Take a look at some of Dunne's favorite things
Take a look at some of Dunne’s favorite things »

Dunne grew up on Philadelphia’s Main Line, a few miles away from Bryn Mawr College, where she would eventually be married in a Vera Wang dress. She cites Audrey Hepburn and Jacqueline Kennedy Onassis as fashion inspirations. “I’m such a prep!” she says. Not quite. As we go through her closet, I find, mixed in with Main Line standbys like little blazers, an acid yellow Balenciaga top from Blake, a Vena Cava dress with silver studded straps, a silk Lanvin dress with raw edges, and a minimalist black tube dress from Jil Sander. Dunne explains that her edgier side developed when she lived in New York in her twenties, working briefly at Christie’s and later at Berry-Hill Galleries. She feels she could have worked in the art world “forever,” but her husband’s finance job moved the couple to London in 2006. “Fate intervened,” Dunne says. “I was in London with no job and decided to go for it and do the perfume.”

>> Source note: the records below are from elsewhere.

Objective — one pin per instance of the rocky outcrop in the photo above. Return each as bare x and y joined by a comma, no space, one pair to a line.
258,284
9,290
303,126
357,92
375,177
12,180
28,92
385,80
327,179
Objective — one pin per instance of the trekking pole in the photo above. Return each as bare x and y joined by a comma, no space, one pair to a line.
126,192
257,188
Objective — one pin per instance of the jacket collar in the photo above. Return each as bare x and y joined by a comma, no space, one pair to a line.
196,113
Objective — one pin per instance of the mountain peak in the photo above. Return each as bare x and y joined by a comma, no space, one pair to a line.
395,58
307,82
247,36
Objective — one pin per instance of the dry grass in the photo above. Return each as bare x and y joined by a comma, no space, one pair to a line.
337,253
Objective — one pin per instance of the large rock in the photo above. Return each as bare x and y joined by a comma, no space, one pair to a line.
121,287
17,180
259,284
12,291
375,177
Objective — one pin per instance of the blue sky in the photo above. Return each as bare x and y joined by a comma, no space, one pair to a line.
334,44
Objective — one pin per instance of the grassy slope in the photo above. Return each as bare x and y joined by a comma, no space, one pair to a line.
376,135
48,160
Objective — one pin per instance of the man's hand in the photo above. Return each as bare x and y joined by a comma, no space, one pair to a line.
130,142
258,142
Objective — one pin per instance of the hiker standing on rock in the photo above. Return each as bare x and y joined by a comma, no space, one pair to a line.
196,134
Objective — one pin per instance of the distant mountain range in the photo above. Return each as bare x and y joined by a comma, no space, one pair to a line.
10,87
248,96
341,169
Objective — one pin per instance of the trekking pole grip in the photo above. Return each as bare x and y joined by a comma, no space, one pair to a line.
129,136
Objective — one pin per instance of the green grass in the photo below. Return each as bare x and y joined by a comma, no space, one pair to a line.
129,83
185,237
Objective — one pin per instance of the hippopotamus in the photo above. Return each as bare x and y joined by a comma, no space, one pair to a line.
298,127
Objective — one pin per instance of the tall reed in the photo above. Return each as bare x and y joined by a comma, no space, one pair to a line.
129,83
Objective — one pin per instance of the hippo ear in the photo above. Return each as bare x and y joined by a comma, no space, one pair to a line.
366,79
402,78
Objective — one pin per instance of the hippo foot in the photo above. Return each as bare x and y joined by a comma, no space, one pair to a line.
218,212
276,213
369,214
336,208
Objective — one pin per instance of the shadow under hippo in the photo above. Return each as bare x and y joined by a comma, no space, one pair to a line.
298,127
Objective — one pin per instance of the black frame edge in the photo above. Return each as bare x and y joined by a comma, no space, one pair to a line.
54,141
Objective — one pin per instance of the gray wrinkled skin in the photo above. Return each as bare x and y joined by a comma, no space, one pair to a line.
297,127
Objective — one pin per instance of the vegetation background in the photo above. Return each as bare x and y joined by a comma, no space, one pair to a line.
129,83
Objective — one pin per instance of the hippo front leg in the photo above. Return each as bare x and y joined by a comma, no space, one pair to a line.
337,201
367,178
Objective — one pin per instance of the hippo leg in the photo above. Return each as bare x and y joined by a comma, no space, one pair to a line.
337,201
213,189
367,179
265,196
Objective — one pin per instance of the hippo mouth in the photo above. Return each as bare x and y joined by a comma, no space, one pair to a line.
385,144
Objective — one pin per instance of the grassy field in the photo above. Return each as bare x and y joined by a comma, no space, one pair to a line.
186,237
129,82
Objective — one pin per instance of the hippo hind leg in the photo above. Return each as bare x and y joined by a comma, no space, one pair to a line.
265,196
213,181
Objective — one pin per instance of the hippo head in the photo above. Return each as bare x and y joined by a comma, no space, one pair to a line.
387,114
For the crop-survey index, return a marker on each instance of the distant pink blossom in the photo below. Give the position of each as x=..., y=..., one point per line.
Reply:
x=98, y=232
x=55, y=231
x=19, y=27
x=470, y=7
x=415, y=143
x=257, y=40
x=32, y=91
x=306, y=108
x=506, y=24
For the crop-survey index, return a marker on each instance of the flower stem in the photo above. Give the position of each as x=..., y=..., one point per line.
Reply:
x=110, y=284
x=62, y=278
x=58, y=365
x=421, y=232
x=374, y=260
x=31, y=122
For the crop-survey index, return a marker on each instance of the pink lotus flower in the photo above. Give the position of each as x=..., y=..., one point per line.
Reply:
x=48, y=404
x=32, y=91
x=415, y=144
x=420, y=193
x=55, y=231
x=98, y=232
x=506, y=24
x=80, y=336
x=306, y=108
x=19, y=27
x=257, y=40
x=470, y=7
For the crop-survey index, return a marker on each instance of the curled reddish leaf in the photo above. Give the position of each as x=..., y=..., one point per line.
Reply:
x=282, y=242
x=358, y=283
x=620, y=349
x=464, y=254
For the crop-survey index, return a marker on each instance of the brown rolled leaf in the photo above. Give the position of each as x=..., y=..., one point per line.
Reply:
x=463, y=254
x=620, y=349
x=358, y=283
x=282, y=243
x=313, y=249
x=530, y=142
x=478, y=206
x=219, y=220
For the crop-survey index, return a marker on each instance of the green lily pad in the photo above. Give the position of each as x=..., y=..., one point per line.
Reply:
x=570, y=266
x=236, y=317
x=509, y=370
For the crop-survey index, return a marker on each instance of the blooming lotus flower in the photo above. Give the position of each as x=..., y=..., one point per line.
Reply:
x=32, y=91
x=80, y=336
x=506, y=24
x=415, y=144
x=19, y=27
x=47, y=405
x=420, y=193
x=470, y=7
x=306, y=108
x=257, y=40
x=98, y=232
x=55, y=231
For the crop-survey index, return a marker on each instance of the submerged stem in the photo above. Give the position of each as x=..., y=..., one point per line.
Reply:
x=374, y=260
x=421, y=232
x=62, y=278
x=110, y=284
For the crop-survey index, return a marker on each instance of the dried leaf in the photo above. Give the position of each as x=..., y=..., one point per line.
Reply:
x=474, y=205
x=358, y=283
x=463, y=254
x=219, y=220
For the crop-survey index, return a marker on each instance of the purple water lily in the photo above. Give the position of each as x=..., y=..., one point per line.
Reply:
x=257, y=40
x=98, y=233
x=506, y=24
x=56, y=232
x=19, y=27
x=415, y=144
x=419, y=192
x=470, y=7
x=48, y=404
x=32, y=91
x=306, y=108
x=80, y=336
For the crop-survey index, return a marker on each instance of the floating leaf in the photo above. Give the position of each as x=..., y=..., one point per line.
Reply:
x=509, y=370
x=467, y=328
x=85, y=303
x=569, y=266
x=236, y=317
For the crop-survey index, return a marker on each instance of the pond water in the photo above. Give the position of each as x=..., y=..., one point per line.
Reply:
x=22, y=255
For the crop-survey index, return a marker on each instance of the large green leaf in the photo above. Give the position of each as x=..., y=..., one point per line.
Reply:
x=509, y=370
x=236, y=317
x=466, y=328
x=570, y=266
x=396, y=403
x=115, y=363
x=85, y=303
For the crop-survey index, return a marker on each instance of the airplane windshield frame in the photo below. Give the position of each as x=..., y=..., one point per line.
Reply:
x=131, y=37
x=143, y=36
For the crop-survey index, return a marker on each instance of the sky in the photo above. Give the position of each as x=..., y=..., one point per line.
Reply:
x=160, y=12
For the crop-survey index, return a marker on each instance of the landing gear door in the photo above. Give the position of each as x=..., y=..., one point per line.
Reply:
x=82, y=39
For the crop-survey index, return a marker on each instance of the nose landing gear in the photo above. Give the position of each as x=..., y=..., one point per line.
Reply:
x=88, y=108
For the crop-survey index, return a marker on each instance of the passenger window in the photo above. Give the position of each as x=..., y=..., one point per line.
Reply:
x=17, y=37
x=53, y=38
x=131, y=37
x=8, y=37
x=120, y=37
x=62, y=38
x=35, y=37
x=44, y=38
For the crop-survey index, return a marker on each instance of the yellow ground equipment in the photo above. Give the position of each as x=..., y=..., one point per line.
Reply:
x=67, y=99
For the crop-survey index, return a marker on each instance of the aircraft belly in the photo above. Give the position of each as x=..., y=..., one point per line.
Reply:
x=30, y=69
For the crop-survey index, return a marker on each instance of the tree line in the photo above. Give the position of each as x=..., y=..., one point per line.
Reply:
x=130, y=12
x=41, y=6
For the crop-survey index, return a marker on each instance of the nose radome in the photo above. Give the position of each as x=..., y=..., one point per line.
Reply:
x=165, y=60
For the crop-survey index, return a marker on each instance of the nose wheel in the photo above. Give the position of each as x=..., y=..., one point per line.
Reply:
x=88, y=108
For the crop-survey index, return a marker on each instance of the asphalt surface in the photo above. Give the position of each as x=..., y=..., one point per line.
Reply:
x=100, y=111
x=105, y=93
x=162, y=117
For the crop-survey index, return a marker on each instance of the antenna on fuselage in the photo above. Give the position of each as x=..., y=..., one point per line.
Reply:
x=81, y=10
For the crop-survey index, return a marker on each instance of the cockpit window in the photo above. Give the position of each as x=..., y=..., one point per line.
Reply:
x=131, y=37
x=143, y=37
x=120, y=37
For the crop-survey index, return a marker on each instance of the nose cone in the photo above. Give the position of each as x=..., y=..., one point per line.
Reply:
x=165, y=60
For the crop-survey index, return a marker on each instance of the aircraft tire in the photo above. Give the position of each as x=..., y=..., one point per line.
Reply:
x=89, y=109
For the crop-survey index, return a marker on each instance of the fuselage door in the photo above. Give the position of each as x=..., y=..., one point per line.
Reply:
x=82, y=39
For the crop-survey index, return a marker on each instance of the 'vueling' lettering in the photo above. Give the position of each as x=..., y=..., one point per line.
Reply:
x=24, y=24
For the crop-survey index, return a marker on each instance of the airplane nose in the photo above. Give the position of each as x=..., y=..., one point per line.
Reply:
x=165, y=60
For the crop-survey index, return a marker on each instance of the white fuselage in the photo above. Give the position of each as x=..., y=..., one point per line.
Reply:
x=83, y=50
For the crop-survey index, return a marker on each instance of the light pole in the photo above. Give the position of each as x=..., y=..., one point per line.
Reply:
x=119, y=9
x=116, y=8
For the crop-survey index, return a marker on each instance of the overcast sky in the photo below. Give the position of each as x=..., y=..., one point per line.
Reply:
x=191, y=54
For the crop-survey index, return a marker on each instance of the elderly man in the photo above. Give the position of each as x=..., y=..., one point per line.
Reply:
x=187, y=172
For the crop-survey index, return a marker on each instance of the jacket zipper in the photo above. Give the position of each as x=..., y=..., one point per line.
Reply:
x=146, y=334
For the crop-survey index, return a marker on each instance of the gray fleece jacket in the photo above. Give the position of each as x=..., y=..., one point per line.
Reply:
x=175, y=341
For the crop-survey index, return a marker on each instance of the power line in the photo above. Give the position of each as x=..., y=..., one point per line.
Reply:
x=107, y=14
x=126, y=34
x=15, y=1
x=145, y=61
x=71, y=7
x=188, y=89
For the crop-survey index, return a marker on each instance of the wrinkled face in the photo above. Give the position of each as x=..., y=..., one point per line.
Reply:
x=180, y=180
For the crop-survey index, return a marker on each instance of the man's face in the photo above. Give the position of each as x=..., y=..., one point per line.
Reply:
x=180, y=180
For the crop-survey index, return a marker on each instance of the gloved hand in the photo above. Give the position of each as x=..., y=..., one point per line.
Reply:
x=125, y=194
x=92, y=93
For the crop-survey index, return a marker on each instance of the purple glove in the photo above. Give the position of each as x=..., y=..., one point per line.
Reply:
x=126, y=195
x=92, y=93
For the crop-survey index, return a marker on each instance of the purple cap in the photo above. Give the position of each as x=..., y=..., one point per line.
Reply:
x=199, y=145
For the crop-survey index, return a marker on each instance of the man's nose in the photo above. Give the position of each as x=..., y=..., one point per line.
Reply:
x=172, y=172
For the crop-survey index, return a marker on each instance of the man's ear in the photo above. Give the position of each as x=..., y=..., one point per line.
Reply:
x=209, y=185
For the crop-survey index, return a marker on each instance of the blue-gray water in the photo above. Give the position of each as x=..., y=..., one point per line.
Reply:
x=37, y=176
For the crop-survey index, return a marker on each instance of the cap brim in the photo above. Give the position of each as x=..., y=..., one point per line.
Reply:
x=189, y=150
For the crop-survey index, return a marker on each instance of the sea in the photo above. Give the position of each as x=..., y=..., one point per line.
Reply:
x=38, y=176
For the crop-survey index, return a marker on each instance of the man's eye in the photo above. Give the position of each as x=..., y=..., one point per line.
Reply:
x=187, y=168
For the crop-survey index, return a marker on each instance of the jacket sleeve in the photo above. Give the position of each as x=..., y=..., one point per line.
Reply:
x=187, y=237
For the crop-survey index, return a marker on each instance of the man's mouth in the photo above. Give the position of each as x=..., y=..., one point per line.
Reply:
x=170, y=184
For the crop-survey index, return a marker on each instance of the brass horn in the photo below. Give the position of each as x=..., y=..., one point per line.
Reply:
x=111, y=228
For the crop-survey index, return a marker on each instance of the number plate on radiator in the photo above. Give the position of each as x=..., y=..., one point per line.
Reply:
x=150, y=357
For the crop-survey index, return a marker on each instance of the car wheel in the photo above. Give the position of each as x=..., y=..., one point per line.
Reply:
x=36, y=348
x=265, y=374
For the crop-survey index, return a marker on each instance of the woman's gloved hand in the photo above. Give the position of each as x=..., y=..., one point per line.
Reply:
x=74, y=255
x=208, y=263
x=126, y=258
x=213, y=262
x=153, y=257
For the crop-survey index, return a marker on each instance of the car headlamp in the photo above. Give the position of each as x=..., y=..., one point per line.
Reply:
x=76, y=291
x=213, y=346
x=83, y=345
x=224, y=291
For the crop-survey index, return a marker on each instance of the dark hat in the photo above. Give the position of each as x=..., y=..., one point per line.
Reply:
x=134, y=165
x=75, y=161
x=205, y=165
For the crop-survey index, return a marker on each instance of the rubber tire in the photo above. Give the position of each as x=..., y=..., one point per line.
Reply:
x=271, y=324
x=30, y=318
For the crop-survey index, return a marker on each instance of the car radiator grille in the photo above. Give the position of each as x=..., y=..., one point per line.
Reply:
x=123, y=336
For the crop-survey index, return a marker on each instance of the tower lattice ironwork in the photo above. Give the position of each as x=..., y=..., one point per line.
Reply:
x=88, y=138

Her Lake View home, where she moved with her husband when his work transferred him here in February 2008, has no bright colors or crazy prints, decorated as it is in variations of cream, beige, and gray. Dunne’s closet is also mostly devoid of prints, although she does love a crisp striped sailor blouse. Seated on her beige velvet couch in a flowy cream Empire top, slim fitted jeans, and ballet flats, Dunne explains why her first love has always been perfume. “I love the utter fantasy and rite of passage of dabbing it on the body,” she says. She has vivid memories of watching her mother get dressed for a night out, putting her perfume on with a stopper. (When Dunne designed the bottle for Ellie, an atomizer spray was out of the question—Ellie goes on with a stopper too.)

Her second love is jewelry. Dunne has inherited many pieces from her mother and grandmother. Dunne has two sisters, but, petite and fine boned, she is the only one whose wrists fit her grandmother’s bracelets. Dunne’s appreciation of heirlooms carries over to her vintage handbag collection. “I’m not someone who buys the latest ‘it’ bag,” Dunne says. She is a junkie for small clutches, and her collection includes many beaded or wicker ones from the midcentury. She scours thrift stores and flea markets in Chicago, New York, and London and has found several bags at Broadway Antique Market in Chicago.

Ellie Nuit, her second perfume, was released last year. “I designed it to be layered with Ellie or worn alone. It’s more sensual, while Ellie is cleaner,” Dunne explains. (The company’s website says that Ellie is “evocative of the French countryside.”) “I wanted them both to be pretty and feminine and a little nostalgic.” Which, come to think of it, sounds exactly like her approach to getting dressed.